Geburtshilfe Frauenheilkd 2014; 74 - A9
DOI: 10.1055/s-0034-1374744

Differentialdiagnosen retrorektaler Raumforderungen

V Handler 1, M Riegler-Keil 1
  • 1Semmelweis Frauenklinik Wien

Einleitung: Retrorektale Raumforderungen sind in der Praxis selten. Die umfassenden Differenzialdiagnosen, aber auch die Möglichkeit der malignen Entartung machen die Kenntnis dieser Tumore notwendig. Die Differenzialdiagnose umfasst Hamartome, kolorektale Karzinome, Lymphome, Chordome, perineurale Zysten, Abszesse, Dermoidzysten, Epidermoidzysten und enterale Zysten. Die genannten Tumore werden oft als Zufallsbefunde im Rahmen von Routineuntersuchungen diagnostiziert. Insbesondere Tailgut-Zysten finden sich in erster Linie bei Frauen mittleren Alters. Fallpräsentation: Bei einer 33-jährigen Frau wird als Zufallsbefund eine Ovarialzyste links diagnostiziert. Im Rahmen der weiteren Abklärung kann ein vom Ovar ausgehender Tumor ausgeschlossen werden. Das MRI des kleinen Beckens ergibt eine 4 × 5,2 cm große, links pararektal gelegene, retrouterine Raumforderung. Eine Raumforderung teratogener Genese. In weiterer Folge wird eine explorative Pfannenstiellaparotomie veranlasst. Intraoperativ zeigt sich insbesondere das innere Genitale betreffend ein völlig unauffälliger Situs. Erst bei genauer Inspektion lässt sich eine prallelastische Raumforderung im Retroperitoneum tief im Douglas tasten. Nach folgender, interdisziplinärer Inspektion des intraoperativen Situs wird die Operation abgebrochen und eine intensivere Abklärung beschlossen. Die weitere klinische Untersuchung, sowie die erweiterte endoskopisch-radiologische Diagnostik und Zytologie einer Douglas Punktion kann keine eindeutige Klärung der Ätiologie erbringen. Sämtliche Tumormarker (CA125, CA 19 – 9, CEA, ßHCG, AFP) befinden sich im Normbereich. Nach einer erneuten, hochauflösenden MRI des kleinen Beckens besteht der Verdacht eines retrorektalen, zystischen Hamartoms, einer sogenannten Tailgut-Zyste. Ergebnisse: Im interdisziplinären Team kann eine komplikationslose Exstirpation eines abgekapselten Tumors in toto per medianer Laparotomie erfolgen. Der postoperative Verlauf gestaltet sich insgesamt als komplikationslos. Die Histologie des intraoperativ gewonnenen Resektates ergibt ein reifes zystisches Teratom ohne Hinweis für Malignität. Das Vorliegen einer Tailgut-Zyste kann histologisch aufgrund einer gut definierten Muskelschicht ausgeschlossen werden. Ebenso kann die differentialdiagnostisch relevante enterale, zystische Duplikatur aufgrund des Fehlens intestinalen Epithels ausgeschlossen werden.
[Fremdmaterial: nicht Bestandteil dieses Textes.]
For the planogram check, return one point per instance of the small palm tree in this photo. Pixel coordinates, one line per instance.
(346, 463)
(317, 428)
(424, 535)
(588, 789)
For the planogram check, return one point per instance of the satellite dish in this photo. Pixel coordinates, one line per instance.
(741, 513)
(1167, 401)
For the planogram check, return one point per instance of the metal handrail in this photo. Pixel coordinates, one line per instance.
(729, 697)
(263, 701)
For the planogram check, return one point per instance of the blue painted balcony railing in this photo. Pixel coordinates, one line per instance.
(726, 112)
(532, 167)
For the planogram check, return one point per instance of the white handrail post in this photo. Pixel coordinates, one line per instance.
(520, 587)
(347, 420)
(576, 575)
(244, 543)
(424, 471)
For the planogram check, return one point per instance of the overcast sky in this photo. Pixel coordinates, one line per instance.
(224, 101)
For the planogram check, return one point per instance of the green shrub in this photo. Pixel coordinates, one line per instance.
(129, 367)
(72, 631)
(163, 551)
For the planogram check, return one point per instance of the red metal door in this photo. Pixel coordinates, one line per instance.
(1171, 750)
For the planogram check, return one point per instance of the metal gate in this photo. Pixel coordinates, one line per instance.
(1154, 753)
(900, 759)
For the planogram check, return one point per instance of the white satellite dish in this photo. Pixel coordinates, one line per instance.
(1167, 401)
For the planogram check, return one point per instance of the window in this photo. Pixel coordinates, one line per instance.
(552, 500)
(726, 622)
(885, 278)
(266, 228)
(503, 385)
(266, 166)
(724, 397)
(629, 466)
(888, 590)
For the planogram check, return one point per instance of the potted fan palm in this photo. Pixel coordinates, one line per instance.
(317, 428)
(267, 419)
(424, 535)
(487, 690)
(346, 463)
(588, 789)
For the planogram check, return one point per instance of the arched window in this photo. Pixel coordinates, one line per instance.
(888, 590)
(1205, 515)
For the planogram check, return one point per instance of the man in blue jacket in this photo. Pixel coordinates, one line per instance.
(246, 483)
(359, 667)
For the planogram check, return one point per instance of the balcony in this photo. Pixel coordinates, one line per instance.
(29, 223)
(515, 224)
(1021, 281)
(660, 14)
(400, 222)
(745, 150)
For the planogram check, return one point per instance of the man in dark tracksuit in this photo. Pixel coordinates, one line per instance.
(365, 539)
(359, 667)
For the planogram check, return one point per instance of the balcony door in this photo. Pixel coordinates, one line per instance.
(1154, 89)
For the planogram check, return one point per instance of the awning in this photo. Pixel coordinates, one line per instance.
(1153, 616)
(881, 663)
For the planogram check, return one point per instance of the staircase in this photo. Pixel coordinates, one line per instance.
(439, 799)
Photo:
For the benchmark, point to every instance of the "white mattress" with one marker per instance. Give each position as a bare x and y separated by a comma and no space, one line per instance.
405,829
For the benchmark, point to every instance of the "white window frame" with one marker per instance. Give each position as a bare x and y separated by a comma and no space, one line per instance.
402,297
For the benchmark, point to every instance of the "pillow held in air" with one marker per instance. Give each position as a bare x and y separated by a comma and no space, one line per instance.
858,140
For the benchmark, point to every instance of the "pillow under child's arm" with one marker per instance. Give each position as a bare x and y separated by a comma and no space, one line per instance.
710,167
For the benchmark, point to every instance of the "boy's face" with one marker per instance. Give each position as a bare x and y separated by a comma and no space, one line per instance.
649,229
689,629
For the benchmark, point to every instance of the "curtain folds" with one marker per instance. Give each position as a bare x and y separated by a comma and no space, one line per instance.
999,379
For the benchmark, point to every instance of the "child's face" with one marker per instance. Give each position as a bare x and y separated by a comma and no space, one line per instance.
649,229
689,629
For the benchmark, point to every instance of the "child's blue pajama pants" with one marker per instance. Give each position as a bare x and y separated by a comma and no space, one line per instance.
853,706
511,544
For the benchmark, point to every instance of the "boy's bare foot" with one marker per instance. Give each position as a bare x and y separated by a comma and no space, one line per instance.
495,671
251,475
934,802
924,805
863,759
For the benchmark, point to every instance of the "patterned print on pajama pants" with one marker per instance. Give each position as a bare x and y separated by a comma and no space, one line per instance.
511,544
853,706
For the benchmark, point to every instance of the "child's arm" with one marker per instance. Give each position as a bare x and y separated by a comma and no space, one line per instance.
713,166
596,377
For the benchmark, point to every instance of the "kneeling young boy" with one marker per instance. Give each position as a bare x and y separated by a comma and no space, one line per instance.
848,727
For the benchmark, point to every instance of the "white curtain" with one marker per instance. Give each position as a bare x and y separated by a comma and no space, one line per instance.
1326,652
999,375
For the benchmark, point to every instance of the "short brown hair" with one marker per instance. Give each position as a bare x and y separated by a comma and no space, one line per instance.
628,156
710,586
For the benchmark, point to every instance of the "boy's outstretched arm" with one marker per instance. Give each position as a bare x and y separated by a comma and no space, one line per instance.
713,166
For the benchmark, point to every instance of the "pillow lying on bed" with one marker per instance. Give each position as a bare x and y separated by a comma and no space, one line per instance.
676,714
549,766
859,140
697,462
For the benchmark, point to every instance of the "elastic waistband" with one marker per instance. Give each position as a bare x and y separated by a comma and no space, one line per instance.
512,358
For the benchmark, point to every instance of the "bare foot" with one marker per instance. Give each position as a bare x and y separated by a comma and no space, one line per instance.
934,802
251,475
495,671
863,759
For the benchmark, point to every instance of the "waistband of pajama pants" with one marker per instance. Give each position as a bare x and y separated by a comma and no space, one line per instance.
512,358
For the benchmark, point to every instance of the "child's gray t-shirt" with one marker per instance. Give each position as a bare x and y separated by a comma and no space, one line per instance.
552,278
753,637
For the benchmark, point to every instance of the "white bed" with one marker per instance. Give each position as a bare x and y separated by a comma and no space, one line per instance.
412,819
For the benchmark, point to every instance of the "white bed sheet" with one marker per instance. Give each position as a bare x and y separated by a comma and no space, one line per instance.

Es ist zu diesem Zeitpunkt keine weitere Therapie notwendig. Schlussfolgerung: Die Kenntnis der Differenzialdiagnosen retrorektaler Raumforderungen ist für die Praxis essentiell. Vor einer chirurgischen Entfernung ist eine genaue präoperative Diagnostik, sowie ein interdisziplinärer Zugang unabdingbar.